Skip to content

cevahir-koprulu/rm-guided-sprl

Repository files navigation

Reward-Machine-Guided, Self-Paced Reinforcement Learning

Cevahir Koprulu and Ufuk Topcu from The University of Texas at Austin

Accepted for the 39th Conference on Uncertainty in Artificial Intelligence (UAI 2023).

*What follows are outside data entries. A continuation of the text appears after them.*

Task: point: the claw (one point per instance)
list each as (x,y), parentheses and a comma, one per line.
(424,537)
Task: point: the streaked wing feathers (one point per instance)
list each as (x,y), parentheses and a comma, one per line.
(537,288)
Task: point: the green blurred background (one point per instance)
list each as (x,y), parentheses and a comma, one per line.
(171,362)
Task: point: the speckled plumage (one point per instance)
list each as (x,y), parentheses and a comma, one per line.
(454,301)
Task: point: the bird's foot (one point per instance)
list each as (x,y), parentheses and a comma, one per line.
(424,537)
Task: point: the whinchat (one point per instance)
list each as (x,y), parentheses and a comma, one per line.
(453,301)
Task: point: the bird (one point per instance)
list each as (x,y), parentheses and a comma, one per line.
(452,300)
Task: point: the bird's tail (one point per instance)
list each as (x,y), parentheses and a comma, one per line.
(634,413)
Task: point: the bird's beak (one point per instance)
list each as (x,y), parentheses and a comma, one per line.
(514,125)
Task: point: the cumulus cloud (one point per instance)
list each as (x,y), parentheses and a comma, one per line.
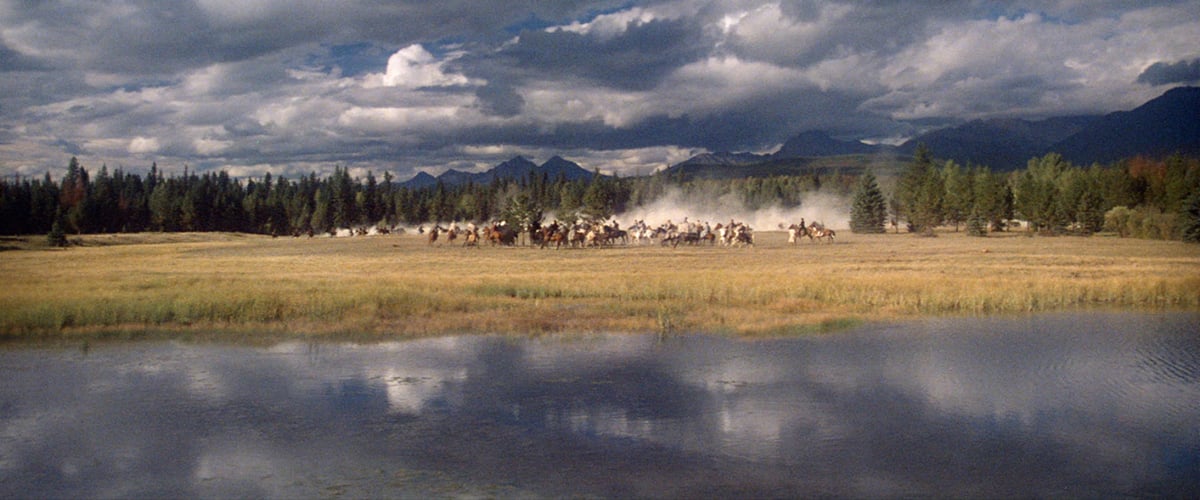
(1164,73)
(407,86)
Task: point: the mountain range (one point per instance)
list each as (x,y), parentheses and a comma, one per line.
(1162,126)
(516,168)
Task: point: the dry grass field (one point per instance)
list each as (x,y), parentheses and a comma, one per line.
(395,287)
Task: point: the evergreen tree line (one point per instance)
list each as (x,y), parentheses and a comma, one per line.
(1138,197)
(119,202)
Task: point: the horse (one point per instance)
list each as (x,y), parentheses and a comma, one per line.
(820,233)
(471,239)
(796,232)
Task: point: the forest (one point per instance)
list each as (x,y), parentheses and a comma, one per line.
(1140,197)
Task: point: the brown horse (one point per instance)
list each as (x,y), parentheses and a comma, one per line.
(820,233)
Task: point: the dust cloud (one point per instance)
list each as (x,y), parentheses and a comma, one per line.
(831,210)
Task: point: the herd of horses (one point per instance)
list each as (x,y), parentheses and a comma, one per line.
(589,234)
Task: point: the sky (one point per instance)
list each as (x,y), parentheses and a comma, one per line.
(295,86)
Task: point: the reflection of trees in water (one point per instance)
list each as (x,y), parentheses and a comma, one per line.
(1021,407)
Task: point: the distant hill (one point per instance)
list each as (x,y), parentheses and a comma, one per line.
(513,169)
(819,143)
(1162,126)
(1003,144)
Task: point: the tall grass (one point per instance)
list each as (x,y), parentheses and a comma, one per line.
(397,285)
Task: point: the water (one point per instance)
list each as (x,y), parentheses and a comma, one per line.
(1048,405)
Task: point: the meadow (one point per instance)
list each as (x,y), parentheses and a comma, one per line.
(399,285)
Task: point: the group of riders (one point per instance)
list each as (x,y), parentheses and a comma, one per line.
(585,234)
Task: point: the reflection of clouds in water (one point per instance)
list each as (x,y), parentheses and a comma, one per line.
(910,409)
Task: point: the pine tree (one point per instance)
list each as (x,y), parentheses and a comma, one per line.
(1191,220)
(869,210)
(57,238)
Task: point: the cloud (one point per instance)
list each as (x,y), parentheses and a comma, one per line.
(414,67)
(406,86)
(1163,73)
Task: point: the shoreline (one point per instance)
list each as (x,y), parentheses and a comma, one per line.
(400,287)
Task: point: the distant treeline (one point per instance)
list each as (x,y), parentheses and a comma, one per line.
(119,202)
(1138,197)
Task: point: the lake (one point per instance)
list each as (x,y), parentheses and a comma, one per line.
(1098,404)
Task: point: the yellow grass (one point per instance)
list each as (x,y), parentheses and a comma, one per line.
(401,287)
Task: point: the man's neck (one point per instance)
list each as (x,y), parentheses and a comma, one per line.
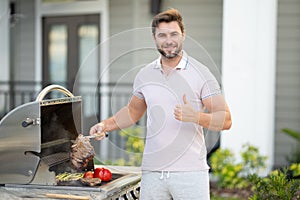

Based on the source code for Self-Paced Deep Reinforcement Learning (SPDL) by Klink et al. (2020) and Curriculum Reinforcement Learning via Constrained Optimal Transport (CURROT) by Klink et al. (2022).

Web sources for SPDL:

Source code: https://github.com/psclklnk/spdl

Paper: https://papers.nips.cc/paper/2020/hash/68a9750337a418a86fe06c1991a1d64c-Abstract.html

Web sources for CURROT:

Source code: https://github.com/psclklnk/currot/tree/icml (ICML branch)

Paper: https://proceedings.mlr.press/v162/klink22a.html

We run our codebase on Ubuntu 20.04.5 LTS with Python 3.9.16

Installation

We use a conda environment, but provide the required packages in a requirements.txt file so that the user can access it on other environment, as well.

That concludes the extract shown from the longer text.